During the reign of Elizabeth I (1533–1603),  Borrowdale graphite was used as a refractory material to line moulds for cannonballs, resulting in rounder, smoother balls that could be fired farther, contributing to the strength of the English navy. This particular deposit of graphite was extremely pure and soft, and could easily be cut into sticks.  Because of its military importance, this unique mine and its production were strictly controlled by the Crown.

The Pricing of Natural Graphite

Graphite prices are a function of 2 factors – flake size and purity – with large flake (+80 mesh), high Carbon (+94%) varieties commanding premium pricing.

Graphite Prices

There is a posted price for Graphite which provides a guideline with respect to longer term trends but transactions are largely based on direct negotiations between the buyer and seller. Prices exceeded USD$1,300/t in the late 80s but crashed to USD$600 -$750/t in the 90s as Chinese producers dumped product on the market. During this period there was essentially no exploration and as a result there are very few projects under development.

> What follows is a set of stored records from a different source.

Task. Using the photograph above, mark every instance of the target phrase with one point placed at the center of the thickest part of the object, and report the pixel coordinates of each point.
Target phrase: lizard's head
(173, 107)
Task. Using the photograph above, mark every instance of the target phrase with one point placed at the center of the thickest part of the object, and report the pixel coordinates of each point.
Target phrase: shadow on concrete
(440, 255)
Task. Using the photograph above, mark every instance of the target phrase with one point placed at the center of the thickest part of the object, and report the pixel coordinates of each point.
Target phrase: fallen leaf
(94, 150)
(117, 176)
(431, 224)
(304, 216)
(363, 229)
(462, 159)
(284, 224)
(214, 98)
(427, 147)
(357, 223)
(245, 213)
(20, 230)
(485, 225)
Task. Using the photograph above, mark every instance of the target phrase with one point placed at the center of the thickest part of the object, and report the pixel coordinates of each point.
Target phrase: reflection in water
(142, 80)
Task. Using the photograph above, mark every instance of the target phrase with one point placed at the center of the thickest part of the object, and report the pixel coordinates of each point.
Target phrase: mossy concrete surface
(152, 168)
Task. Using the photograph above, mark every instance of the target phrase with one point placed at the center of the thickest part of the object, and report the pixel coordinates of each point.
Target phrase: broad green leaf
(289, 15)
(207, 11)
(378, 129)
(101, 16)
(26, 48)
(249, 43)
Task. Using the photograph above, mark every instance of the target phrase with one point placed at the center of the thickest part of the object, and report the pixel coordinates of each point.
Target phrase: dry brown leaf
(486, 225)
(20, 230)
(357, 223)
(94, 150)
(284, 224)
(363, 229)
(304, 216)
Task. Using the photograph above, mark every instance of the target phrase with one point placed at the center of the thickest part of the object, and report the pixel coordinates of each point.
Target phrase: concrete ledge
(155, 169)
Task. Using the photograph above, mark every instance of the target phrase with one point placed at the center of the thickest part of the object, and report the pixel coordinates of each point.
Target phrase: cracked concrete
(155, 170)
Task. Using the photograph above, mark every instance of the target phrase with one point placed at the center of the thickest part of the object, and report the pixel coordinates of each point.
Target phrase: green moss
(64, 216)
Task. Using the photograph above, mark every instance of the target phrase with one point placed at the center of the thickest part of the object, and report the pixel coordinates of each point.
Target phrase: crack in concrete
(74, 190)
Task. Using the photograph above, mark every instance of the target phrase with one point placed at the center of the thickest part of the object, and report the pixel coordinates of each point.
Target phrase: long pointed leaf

Graphite prices started to recover in 2005 and with average growt rates of 5% per annum over the past decade. They are currently well over USD$1,300/t with premium product rumoured to be selling at up to USD$3,000/t as the supply of large flake, high carbon graphite is tightening. Price appreciation is largely a function of the commodity super cycle and the industrialization of emerging economies as new, high growth applications such as Li-ion batteries are only beginning to have an impact on demand and consumption. Graphite prices have not yet experienced the price appreciation of other commodities and graphite must still be considered an overlooked and undervalued commodity in the context of the current super cycle.

Future Growth

New applications such as lithium-ion batteries, fuel cells and nuclear power have the potential to create significant, incremental demand growth in the future. For example, it takes 20 to 30 times more graphite than lithium to make lithium-ion batteries. The use of lithium-ion batteries is growing rapidly in consumer electronics, and they are now becoming popular in power tools and motor scooters, and growth will continue with the increased use of hybrid and fully electric vehicles. Each hybrid electric car uses about 22 pounds of graphite, while a fully electric auto uses about 110 pounds.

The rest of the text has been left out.